Hugh Linehan: How important is his Irish-American identity? He can barely open his mouth without a Heaney or a Yeats quote coming out of it, and he's always talking about being Irish as far as I can tell.
Maureen Dowd: The biggest difference between Obama and Biden was that Obama was not sentimental at all, and in fact it hurt him because he didn't know how to do a Reagan Challenger moment where he would bond with the country after some tragedy or something. Obama just didn't like the cheap sentiment. And Biden loves the cheap sentiment. He just loves it.

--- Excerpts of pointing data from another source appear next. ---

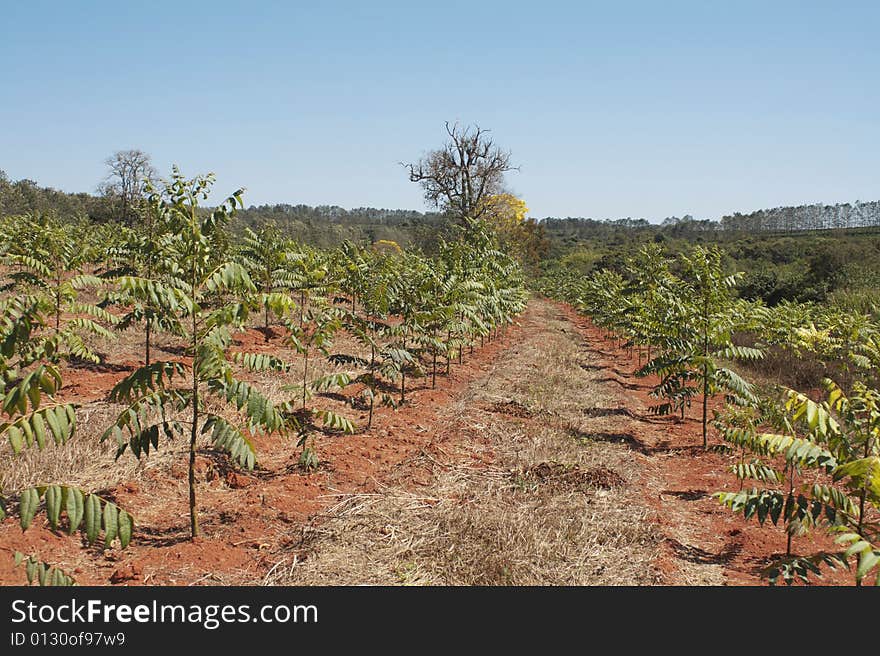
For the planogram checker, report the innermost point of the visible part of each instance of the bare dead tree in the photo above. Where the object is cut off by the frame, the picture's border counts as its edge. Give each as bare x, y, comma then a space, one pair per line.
128, 171
460, 176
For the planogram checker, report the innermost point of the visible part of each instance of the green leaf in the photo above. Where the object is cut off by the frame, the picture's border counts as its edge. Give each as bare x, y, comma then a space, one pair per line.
75, 506
111, 523
53, 505
125, 525
28, 504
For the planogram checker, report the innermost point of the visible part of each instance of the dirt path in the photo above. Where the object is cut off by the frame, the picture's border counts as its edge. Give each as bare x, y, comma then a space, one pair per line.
533, 463
702, 542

I remember one time I had been in Ireland when he was vice-president, and I was at Ashford Castle, which is near where his family is from, and I brought him back a book about it, and he was all excited.
Most of the presidents I've covered have been Anglophiles. A National Security adviser once told me Reagan had a little crush on Margaret Thatcher, which he talked about on the plane back from a summit once. And then the Bushes, who the first they thing they would do was haul in the Winston Churchill bust into the Oval Office.
I would [always] go to the annual St Patrick’s Day party in the White House, but I don’t think Obama and Michelle enjoyed that at all. There were always some tipsy Kennedys in the back making noise, and they got out of there as fast as they could. So Biden is one of the few presidents in modern history who is absolutely crazy about the Irish and intends to celebrate them in every way he can.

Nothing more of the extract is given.